Думается, что это вопросы, ответы на которые будут варьироваться на протяжении всей истории человечества. Но на сегодняшний день они, как непосредственно в сфере искусства, так и в иных сферах человеческой деятельности смещаются в плоскость рассмотрения творческой деятельности, деяний, требующих затрату усилий, мастерства, талантов, в конце концов, и деятельности имитационной, которая в силу пиара, способна затмить реальное искусство, оставить его в тени скандалов и около литературной, около театральной и иной суеты [3]. Возможно, именно эта проблема становится одной из центральных проблем развития современной культуры в глобализирующемся и унифицирующемся мире.
ЛИТЕРАТУРА
- 1.Гомер. Илиада. Одиссея. – Алма-Ата: Мектеп, 1986.

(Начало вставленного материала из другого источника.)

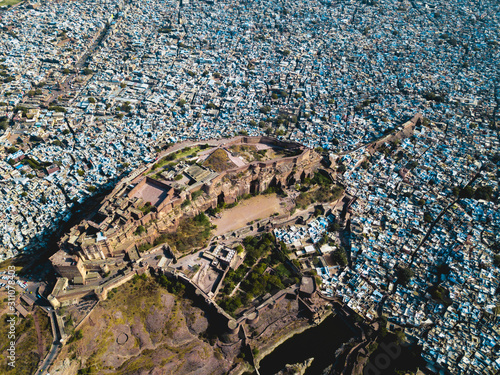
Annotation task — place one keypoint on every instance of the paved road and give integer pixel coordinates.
(56, 345)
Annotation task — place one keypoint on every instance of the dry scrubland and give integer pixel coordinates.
(34, 338)
(142, 327)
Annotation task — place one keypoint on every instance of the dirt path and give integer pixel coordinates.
(258, 207)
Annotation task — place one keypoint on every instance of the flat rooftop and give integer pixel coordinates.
(153, 192)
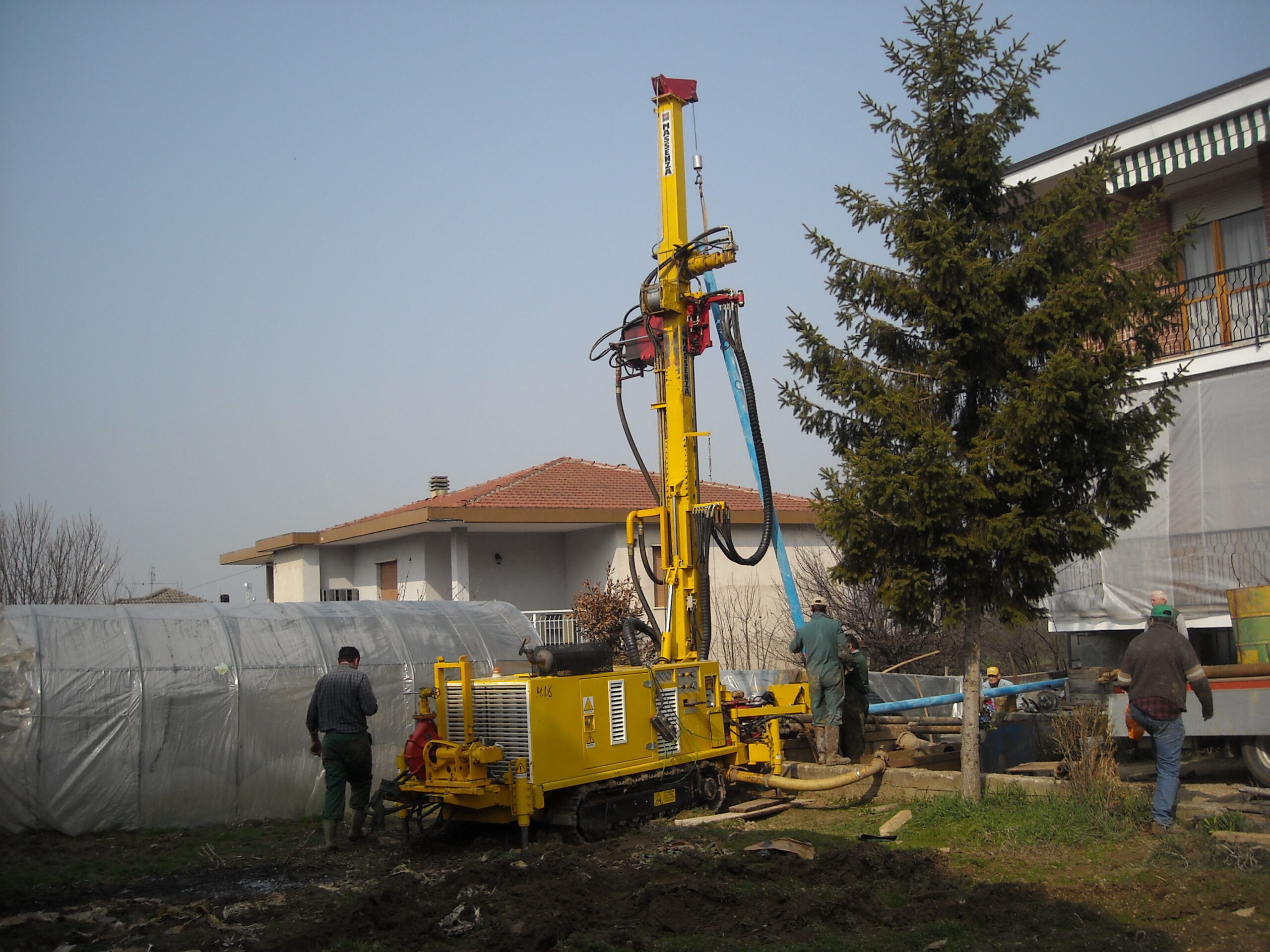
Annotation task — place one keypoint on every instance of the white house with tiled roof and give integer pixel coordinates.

- 2.Шкапенко Т., Хюбнер Ф. Русский «тусовочный», как иностранный. Учебное пособие. – Калининград: Янтарный сказ, 2003.
- 3.Одно из блестящих выражений этой проблемы художественными средствами мы видим в романе известного писателя и философа Эрика-Эммануэля Шмита «Как я был произведением искусства». – СанктПетербург: Азбука, 2001.